This post was contributed by Marie Kwok, Of Counsel, and Rebecca Hui, Associate, at Norton Rose Hong Kong

Under Hong Kong law, restrictive covenants (e.g. non-compete and non-solicitation clauses) are prima facie unenforceable as they are restraints of trade and against public policy. However, the Courts have upheld certain restrictive covenants provided that the following requirements are satisfied:

(1)        the covenants serve to protect the employer’s legitimate business interests (such as trade secrets, confidential information of equivalent status and trade connections) whilst being no wider than reasonably necessary to do so;

(2)        the covenants are sufficiently clear and unambiguous;

(3)        the employer is able to show by real and cogent evidence that the covenants are justified.

Each case will be fact specific and the legitimacy of the restrictive covenants will be determined by reference to the employer’s specific needs/interests.


The test of “reasonableness” requires an overall assessment by the court as to whether or not the restraint is no more than what is reasonable and necessary to protect a legitimate business interest.

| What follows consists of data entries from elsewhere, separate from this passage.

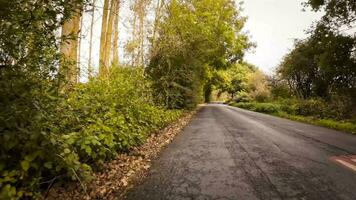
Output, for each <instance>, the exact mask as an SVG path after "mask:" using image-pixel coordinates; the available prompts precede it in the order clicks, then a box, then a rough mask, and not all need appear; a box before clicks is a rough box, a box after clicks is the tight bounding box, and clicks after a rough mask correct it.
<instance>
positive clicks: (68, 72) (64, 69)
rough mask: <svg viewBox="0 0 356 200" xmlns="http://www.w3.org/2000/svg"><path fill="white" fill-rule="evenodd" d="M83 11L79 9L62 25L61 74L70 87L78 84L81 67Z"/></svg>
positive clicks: (75, 4) (73, 3) (78, 8)
mask: <svg viewBox="0 0 356 200" xmlns="http://www.w3.org/2000/svg"><path fill="white" fill-rule="evenodd" d="M76 4H77V2H72V5H73V7H77V8H78V5H76ZM81 10H82V8H78V9H77V10H76V11H75V13H74V14H73V16H72V17H71V18H70V19H68V20H67V21H65V22H64V24H63V25H62V43H61V46H60V51H61V53H62V55H63V57H62V63H61V73H62V75H64V77H65V81H66V82H67V83H66V85H67V84H69V85H73V84H75V83H77V82H78V74H79V66H78V52H79V49H78V44H79V32H80V22H81V20H80V19H81Z"/></svg>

In particular, the Courts will consider the following three key factors:

(1)        the duration of any restraint period – there are no fixed rules as to what is an acceptable period.  An employee in a senior post who has access to confidential information of the employer may justify a longer restraint period.  When faced with an application for an injunction excluding an employee from participation in any given activity / employment, the Court would consider the freedom of choice of occupation which individuals enjoy by virtue of the Hong Kong constitution (the Basic Law).

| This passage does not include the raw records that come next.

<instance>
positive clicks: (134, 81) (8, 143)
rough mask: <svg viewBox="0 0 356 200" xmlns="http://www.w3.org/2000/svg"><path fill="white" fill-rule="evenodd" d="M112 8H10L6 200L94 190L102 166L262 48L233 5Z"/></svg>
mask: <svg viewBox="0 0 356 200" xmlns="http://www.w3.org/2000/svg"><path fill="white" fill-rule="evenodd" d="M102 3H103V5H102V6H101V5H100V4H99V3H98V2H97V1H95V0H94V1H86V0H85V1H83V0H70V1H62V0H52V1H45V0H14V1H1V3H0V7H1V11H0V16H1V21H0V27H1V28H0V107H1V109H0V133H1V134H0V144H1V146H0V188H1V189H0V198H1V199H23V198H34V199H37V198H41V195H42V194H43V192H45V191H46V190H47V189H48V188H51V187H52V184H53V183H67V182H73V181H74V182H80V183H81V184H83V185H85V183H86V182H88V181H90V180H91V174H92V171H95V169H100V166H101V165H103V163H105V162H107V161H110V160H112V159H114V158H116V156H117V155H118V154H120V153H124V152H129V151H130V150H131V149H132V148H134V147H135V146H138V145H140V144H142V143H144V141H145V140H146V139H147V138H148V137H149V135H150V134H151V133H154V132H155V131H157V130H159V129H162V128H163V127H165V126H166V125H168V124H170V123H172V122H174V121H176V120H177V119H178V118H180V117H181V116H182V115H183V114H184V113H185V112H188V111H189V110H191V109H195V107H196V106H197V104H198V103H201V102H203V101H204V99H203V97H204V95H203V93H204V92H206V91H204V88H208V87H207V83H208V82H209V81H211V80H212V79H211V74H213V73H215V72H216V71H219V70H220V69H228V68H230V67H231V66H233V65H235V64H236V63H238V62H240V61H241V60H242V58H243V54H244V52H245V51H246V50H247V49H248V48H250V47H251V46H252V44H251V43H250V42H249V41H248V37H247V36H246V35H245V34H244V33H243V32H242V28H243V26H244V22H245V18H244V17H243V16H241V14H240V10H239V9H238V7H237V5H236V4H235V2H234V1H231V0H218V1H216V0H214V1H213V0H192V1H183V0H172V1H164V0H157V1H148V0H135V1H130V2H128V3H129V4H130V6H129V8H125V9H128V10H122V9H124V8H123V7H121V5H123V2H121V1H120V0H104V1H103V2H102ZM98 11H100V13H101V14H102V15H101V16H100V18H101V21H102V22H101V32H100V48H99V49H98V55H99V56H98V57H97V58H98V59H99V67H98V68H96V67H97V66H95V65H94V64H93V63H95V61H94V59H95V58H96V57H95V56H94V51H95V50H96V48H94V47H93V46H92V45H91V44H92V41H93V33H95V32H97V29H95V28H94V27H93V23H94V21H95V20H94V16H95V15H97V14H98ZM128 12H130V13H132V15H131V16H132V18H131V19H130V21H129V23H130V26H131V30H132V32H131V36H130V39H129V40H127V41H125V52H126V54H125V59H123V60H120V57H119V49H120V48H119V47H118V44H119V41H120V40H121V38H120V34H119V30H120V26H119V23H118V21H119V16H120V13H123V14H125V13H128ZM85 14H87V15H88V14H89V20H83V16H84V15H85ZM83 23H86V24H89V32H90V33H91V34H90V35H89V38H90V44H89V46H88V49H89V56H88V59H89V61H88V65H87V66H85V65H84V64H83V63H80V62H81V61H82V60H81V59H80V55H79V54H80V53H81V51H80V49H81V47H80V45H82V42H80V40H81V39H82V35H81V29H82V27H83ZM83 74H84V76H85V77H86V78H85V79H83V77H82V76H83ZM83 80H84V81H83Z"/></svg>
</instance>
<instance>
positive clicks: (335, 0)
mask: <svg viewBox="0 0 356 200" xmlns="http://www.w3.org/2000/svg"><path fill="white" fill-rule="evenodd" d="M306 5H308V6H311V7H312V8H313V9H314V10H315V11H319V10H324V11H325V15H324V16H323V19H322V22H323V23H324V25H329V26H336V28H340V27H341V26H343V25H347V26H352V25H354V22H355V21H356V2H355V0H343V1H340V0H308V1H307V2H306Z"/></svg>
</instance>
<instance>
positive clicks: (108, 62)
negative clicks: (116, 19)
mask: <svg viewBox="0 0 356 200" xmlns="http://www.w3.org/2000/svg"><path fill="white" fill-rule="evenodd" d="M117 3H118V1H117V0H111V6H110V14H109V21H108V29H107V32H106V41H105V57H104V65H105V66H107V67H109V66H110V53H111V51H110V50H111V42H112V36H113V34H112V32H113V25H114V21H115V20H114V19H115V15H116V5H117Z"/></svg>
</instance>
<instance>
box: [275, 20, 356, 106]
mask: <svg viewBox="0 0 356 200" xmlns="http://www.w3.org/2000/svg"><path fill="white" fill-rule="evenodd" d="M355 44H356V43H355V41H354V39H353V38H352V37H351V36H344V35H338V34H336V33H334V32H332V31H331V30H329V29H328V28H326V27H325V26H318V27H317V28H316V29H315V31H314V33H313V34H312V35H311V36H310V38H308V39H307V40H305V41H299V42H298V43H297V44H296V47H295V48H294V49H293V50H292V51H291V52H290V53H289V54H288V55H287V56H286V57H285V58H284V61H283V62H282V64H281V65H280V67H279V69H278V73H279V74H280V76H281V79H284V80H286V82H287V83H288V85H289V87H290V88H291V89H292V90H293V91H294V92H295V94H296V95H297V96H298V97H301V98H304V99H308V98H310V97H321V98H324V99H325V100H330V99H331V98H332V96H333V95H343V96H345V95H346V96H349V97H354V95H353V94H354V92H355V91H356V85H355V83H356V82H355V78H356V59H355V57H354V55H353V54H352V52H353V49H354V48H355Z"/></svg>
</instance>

(2)        the geographical area of restraint – again, there are no fixed rules as to what is reasonable. However, restrictive covenants that purported to apply throughout the world and all of Hong Kong have been held unenforceable by the Hong Kong Court as being too wide.

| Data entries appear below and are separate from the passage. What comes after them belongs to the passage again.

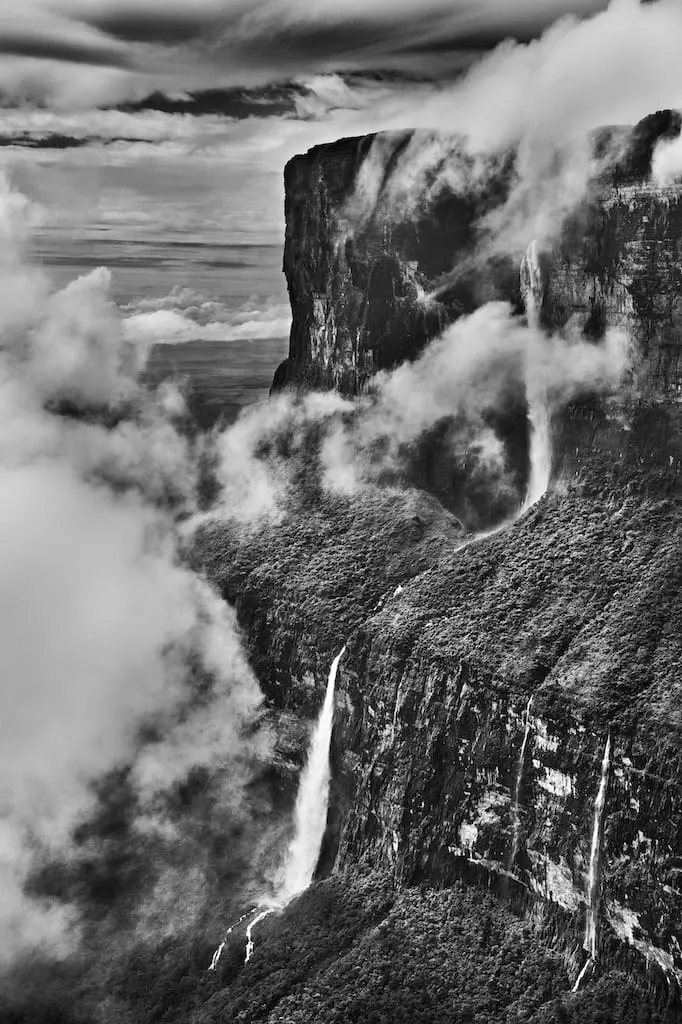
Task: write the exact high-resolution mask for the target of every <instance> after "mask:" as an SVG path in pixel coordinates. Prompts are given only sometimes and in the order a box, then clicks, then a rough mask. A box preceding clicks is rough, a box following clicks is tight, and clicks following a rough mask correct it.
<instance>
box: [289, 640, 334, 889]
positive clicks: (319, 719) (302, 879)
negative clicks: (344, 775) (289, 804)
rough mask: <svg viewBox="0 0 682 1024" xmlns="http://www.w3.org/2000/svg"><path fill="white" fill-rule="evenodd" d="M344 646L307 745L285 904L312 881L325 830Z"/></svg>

(3)        the nature and scope of the restraint – depending on the interest to be protected, the Courts will not enforce any restraint which purports to go beyond the proper scope of the interest being protected. A restraint that purported to apply to both the employer and its subsidiaries was held unenforceable by the Hong Kong Court as going beyond the employer’s proprietary interest.

The Courts may consider other factors, including the position and duties of the employee, whether the employee has access to trade secrets and confidential information, and whether any benefits have been provided to the employee in return for the employee agreeing to the restrictions.

Clear and unambiguous

Restraints must be drafted clearly as to their duration, geographical area and scope, as the Hong Kong Court has said that it must be “satisfied on the totality of evidence that the covenants are no more than what is reasonably required to protect the legitimate interests of any employer”. Any ambiguity will be construed against the employer.

Last but not least, it should be noted that whilst the courts can edit (i.e. “blue-pencil”) restraint clauses to make them clearer if certain requirements are met, they will not revise, rewrite or rearrange restrictive covenants to make any defective covenants enforceable.